Here are two trainable personal qualities which predict success four times more than intelligence.
Being open to experience and conscientious is four times more important than intelligence in predicting academic success, a new research review finds.
People who are open to experience are more likely to be imaginative, sensitive to their feelings, intellectually curious and seekers of variety.
Conscientious people, meanwhile, are disciplined, dutiful and good at planning ahead.
Dr Arthur Poropat, the study’s author and an expert on personality and performance, thinks the current emphasis on intelligence is misplaced:
“With respect to learning, personality is more useful than intelligence for guiding both students and teachers.
In practical terms, the amount of effort students are prepared to put in, and where that effort is focused, is at least as important as whether the students are smart.
And a student with the most helpful personality will score a full grade higher than an average student in this regard.”
The review, which is published in the journal Learning and Individual Differences, included data from tens of thousands of students (Poropat, 2014).
Students’ assessments of their own personality were just as good at predicting their exam performance as their intelligence, the study found.
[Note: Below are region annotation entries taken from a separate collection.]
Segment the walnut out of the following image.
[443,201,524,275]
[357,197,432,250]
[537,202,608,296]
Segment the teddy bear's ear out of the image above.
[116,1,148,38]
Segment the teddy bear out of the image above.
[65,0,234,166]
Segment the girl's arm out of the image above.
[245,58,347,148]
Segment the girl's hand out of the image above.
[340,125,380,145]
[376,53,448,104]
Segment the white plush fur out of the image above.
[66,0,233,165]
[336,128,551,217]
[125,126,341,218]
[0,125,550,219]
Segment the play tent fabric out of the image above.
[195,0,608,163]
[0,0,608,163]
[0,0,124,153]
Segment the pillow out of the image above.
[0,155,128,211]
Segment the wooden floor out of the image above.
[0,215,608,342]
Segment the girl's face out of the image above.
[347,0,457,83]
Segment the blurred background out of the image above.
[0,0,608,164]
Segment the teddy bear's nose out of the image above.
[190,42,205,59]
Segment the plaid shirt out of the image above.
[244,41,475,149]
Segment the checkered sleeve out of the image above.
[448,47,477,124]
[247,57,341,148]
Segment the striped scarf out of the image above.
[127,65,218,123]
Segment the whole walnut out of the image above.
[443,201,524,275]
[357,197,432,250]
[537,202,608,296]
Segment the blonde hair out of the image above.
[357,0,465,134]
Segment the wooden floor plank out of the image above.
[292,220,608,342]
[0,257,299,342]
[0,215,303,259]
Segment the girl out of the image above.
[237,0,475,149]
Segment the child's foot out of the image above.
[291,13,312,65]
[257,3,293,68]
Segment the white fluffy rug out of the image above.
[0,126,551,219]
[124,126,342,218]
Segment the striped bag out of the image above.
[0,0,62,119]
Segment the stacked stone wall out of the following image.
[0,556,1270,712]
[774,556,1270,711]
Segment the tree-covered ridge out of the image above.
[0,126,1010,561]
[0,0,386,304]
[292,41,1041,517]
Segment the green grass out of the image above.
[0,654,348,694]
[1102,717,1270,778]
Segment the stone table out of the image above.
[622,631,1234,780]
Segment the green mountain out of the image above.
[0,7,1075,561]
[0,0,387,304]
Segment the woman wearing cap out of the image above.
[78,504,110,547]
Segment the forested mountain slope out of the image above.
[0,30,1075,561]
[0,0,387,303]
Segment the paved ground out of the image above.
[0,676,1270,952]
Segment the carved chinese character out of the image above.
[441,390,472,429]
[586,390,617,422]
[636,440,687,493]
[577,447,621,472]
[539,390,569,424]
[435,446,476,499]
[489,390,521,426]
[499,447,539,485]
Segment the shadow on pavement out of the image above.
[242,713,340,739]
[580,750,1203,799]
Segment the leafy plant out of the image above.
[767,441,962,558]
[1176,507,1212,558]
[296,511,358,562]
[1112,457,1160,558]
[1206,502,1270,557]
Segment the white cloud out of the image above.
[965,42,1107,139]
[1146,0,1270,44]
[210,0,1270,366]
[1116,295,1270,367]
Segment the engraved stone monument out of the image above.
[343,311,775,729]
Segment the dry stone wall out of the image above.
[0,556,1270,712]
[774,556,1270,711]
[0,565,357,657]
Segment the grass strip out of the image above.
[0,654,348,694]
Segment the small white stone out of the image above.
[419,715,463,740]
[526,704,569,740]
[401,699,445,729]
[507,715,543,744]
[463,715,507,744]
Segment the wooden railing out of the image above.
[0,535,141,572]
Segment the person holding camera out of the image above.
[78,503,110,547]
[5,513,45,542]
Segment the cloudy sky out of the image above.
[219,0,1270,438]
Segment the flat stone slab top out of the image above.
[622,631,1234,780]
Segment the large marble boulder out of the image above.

But, when another person who knew them well assessed their personality, this predicted their exam performance almost four times better than intelligence.
Dr Poropat continued:
“Intelligence tests have always been closely linked with education and grades and therefore relied upon to predict who would do well.
The impact of personality on study is genuinely surprising for educational researchers, and for anyone who thinks they did well at school because they are ‘smart’.”
The good news is that conscientiousness and openness to experience are trainable, Dr Poropat said:
“Personality does change, and some educators have trained aspects of students’ Conscientiousness and Openness, leading to greater learning capacity.
By contrast, there is little evidence that intelligence can be ‘taught’, despite the popularity of brain-training apps.”